My Italian dictionary says gelso and the moro del gelso for the berry, very close to what you said. Morus is the botonical name. Yet mora is for blackberry. Oh well.

In Jerre Mangione's book Mount Allegro, he describes his first visit to Sicily and the same mixture of skin colors, eyes, hair as in Rochester. Sicily is so close to Africa, so...Mangione also mentions that Saint Calergo, the patron saint, might have been African. My cousin Chick gets very dark in the summer. One aunt has reddish hair, and my grandfather Bissi has his mustache described as "chestnut" (in Italian documents). I had a little in mine. Now Stan had really red hair and his sister blond hair, but their father was Polish; Aunt Carrie has red hair though, and one niece (out of seven girls and five boys of Uncle Sammy's kids) has reddish, like you said, auburn colored hair.

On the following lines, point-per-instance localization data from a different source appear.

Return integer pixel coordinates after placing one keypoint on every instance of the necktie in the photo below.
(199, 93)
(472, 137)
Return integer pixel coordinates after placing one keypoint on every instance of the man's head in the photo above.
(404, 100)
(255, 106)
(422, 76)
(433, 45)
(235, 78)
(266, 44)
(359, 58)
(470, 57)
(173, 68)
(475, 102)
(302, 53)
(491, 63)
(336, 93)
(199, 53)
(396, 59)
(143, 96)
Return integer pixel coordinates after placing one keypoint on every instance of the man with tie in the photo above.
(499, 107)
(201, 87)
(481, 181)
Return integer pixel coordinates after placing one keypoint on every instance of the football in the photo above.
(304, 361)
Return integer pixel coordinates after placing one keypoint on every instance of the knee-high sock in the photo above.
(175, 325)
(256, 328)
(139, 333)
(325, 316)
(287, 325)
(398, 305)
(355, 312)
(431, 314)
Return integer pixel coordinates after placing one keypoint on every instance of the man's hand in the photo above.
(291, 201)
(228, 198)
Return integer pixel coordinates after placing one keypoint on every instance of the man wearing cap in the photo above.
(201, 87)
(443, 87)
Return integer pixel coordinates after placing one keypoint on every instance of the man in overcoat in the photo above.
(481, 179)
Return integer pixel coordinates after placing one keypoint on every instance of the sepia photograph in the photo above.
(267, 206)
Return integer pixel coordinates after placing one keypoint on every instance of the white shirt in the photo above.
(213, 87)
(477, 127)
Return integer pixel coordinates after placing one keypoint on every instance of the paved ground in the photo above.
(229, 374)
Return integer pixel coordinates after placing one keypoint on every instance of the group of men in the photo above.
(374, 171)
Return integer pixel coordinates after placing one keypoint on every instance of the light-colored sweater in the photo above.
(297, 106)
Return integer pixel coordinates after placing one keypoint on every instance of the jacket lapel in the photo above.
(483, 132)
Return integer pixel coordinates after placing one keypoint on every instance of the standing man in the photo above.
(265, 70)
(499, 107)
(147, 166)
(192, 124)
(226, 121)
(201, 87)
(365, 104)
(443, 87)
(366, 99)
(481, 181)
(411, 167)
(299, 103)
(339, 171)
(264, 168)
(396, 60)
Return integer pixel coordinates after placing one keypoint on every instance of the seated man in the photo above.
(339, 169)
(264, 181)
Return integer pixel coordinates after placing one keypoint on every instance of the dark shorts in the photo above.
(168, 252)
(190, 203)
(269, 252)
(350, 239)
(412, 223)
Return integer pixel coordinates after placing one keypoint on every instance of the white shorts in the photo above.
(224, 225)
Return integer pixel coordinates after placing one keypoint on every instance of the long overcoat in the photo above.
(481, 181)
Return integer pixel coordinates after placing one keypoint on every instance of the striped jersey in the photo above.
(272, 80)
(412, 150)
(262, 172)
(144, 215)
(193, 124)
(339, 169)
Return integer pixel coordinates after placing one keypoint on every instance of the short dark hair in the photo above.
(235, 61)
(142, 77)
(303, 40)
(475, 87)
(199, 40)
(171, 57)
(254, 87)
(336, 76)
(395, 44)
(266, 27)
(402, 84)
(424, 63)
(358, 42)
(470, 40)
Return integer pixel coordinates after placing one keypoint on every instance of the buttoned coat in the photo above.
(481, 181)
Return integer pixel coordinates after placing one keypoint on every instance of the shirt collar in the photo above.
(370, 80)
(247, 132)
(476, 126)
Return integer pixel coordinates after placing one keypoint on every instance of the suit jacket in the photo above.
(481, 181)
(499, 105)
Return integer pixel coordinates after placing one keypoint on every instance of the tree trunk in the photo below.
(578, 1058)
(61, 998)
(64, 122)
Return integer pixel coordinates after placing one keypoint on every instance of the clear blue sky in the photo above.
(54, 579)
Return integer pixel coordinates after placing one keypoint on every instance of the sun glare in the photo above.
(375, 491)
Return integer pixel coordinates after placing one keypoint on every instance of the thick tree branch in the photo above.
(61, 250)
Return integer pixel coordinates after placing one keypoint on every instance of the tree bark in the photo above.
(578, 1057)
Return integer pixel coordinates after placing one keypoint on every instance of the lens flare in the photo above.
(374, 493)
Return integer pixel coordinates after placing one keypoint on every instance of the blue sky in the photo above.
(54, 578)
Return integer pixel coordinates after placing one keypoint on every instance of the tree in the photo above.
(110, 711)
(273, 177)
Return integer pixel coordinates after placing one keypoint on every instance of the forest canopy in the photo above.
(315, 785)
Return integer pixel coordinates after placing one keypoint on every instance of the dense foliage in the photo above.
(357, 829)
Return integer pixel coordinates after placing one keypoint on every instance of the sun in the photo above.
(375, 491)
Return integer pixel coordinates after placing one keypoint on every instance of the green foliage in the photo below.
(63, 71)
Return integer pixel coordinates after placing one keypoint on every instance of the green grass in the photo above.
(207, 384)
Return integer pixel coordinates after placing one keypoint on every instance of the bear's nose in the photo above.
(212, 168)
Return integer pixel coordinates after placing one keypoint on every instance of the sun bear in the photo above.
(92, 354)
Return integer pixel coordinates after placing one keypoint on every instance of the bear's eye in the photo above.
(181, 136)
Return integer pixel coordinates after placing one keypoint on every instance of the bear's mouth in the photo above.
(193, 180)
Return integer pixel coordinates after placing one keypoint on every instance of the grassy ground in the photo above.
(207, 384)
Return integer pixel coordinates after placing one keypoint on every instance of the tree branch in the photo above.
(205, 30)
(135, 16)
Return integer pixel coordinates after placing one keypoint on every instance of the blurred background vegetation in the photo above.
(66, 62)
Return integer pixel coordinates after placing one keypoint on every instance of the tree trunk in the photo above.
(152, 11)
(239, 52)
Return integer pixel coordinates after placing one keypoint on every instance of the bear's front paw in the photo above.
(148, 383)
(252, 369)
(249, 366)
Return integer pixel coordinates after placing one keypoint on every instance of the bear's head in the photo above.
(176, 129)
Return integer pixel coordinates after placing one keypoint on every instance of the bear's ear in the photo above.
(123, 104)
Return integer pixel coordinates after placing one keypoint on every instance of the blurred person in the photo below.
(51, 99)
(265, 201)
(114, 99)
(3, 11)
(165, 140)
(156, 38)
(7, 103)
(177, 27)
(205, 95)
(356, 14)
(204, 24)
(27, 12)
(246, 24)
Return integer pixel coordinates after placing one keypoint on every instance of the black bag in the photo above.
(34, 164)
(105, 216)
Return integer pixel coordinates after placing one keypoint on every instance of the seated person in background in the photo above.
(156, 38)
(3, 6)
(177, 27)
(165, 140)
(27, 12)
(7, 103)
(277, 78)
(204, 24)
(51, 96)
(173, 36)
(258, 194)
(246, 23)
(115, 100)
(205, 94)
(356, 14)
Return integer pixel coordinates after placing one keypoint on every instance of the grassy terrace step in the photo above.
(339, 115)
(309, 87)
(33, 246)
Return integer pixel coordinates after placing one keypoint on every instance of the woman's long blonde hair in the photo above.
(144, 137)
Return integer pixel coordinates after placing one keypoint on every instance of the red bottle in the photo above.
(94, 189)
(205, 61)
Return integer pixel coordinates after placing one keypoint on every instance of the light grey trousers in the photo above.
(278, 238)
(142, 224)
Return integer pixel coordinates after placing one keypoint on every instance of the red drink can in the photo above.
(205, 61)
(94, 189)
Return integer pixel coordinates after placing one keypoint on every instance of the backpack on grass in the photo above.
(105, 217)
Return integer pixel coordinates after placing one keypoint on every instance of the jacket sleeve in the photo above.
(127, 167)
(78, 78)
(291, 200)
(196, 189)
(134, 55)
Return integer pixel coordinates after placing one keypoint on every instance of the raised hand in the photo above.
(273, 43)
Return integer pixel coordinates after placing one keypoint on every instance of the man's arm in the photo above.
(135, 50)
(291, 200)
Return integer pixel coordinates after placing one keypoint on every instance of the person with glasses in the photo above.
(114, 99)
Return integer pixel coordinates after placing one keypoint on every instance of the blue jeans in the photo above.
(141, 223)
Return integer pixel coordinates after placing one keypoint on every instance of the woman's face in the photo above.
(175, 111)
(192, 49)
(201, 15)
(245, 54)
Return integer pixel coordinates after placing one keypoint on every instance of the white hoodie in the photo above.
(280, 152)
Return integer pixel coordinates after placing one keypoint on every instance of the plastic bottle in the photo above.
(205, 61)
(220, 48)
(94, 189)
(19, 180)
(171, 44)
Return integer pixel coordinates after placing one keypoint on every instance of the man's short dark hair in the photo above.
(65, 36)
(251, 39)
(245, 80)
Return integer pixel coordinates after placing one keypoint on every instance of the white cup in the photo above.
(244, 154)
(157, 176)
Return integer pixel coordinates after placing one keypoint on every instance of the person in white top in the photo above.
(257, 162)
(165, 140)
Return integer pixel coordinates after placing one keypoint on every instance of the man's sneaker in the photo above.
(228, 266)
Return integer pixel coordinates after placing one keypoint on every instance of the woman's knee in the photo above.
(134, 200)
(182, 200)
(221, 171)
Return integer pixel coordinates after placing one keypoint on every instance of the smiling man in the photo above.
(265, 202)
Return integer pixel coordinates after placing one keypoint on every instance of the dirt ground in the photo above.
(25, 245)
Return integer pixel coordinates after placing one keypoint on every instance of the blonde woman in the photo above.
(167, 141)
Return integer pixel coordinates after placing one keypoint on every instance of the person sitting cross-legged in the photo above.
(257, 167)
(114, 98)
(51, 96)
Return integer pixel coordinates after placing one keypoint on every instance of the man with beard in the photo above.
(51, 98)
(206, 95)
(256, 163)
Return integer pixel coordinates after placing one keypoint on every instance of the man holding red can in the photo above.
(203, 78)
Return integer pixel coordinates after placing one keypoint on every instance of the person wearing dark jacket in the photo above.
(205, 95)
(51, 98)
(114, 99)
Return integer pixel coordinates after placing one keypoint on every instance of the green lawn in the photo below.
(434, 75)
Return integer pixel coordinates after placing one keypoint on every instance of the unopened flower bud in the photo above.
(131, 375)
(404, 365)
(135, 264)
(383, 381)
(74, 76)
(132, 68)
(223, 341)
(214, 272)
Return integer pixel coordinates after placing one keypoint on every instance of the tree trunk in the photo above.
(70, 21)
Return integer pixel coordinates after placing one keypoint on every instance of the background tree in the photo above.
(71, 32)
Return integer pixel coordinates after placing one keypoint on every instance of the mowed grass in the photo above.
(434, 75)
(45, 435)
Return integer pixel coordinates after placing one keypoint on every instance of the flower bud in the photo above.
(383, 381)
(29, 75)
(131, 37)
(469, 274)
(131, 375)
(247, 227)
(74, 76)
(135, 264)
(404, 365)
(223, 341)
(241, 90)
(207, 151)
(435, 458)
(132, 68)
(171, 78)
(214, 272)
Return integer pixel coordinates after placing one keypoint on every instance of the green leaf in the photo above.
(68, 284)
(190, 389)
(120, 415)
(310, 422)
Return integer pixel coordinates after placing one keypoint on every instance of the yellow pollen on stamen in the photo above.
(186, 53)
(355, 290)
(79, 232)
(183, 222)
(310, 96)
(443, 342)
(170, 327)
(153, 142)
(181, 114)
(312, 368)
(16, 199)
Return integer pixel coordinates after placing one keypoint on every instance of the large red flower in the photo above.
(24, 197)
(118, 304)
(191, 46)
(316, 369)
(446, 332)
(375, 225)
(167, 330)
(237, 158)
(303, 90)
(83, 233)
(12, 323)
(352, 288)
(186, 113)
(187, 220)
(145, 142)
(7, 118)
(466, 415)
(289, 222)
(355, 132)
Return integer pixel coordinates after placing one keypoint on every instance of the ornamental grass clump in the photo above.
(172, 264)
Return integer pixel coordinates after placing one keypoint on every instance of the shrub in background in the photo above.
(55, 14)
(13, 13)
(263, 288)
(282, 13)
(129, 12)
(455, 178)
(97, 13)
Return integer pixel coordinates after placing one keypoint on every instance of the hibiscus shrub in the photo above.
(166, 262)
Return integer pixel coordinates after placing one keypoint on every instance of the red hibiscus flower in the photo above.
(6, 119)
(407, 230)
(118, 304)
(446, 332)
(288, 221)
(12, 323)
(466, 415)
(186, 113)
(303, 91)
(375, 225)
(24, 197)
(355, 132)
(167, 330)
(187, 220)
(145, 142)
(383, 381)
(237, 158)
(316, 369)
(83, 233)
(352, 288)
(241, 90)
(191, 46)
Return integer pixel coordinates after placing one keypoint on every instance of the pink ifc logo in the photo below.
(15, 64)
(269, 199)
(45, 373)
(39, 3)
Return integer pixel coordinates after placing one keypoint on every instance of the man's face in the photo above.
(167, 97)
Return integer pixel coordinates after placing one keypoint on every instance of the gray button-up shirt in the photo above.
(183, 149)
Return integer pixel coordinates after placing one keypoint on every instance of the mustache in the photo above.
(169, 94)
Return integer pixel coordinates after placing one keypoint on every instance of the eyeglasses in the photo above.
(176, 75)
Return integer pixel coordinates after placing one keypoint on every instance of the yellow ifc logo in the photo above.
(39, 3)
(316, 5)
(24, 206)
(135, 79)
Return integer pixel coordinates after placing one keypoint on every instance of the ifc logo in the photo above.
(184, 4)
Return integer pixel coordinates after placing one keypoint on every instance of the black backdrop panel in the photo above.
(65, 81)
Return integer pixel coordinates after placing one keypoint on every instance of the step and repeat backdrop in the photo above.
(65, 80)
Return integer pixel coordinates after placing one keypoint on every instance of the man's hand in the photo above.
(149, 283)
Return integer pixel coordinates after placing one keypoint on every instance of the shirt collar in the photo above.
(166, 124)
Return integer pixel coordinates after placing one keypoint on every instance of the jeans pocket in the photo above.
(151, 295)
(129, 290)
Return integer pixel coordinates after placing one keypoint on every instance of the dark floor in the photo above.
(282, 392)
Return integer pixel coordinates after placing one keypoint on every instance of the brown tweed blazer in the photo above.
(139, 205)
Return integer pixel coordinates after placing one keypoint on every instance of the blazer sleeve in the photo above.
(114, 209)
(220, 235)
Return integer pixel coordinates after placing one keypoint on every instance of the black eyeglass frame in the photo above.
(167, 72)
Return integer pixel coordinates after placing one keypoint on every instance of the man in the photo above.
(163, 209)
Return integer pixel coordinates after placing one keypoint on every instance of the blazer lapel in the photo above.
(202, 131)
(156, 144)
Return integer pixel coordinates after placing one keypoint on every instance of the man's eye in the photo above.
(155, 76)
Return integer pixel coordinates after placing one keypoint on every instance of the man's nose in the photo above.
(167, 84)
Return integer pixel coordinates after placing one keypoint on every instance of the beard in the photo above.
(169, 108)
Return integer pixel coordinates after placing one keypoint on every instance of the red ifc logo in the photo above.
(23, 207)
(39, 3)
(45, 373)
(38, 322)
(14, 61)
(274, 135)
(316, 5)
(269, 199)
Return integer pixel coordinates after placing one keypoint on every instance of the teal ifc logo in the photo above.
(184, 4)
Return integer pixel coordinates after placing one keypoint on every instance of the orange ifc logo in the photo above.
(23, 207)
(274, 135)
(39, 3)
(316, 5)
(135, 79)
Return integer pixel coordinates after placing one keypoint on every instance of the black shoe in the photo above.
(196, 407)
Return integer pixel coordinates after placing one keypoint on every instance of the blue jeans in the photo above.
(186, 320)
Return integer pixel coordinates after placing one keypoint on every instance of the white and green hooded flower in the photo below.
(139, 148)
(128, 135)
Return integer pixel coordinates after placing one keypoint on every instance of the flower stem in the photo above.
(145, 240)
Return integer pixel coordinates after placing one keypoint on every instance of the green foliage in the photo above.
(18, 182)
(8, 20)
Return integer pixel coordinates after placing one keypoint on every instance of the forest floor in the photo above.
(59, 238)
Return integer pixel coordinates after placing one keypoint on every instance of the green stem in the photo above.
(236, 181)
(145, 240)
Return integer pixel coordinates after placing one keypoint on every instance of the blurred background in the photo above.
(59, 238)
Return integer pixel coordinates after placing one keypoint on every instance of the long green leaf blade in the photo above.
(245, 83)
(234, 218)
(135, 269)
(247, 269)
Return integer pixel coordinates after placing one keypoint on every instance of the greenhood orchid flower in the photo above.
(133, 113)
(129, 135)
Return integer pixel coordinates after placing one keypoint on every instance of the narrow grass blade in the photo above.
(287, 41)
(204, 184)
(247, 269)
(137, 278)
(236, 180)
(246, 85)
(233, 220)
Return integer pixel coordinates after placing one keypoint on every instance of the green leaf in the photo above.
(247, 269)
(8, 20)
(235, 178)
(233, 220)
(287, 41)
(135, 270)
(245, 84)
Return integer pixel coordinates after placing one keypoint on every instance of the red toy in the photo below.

Did you ever have the orange salad we called Insalata del Morte? We don't tell non-Italians that until after they try it, like with calamare. But it's so good, we have it on all holidays. Yet Stan never had it until last year when he ate with us. Just sliced oranges sprinkled with olive oil and black pepper; a little sugar if they are not sweet enough. Into the fridge and serve for dinner.

Rosie,

Carole's puppy is now conditioned to associate the almond cake with punishment, so he's going to run. Sometimes, you just think "Aw they're not going to do anything."

What happened to the cat you were looking at in another topic? Now I'm worried about it. And I would like to see another pic of your cat, with the tail. White cat with black tail. Also what are those green things on his head?

4:43 am again! Goodnight..

Dave

And what does "olive skin" mean? I keep thinking of green or black and the military olive drab.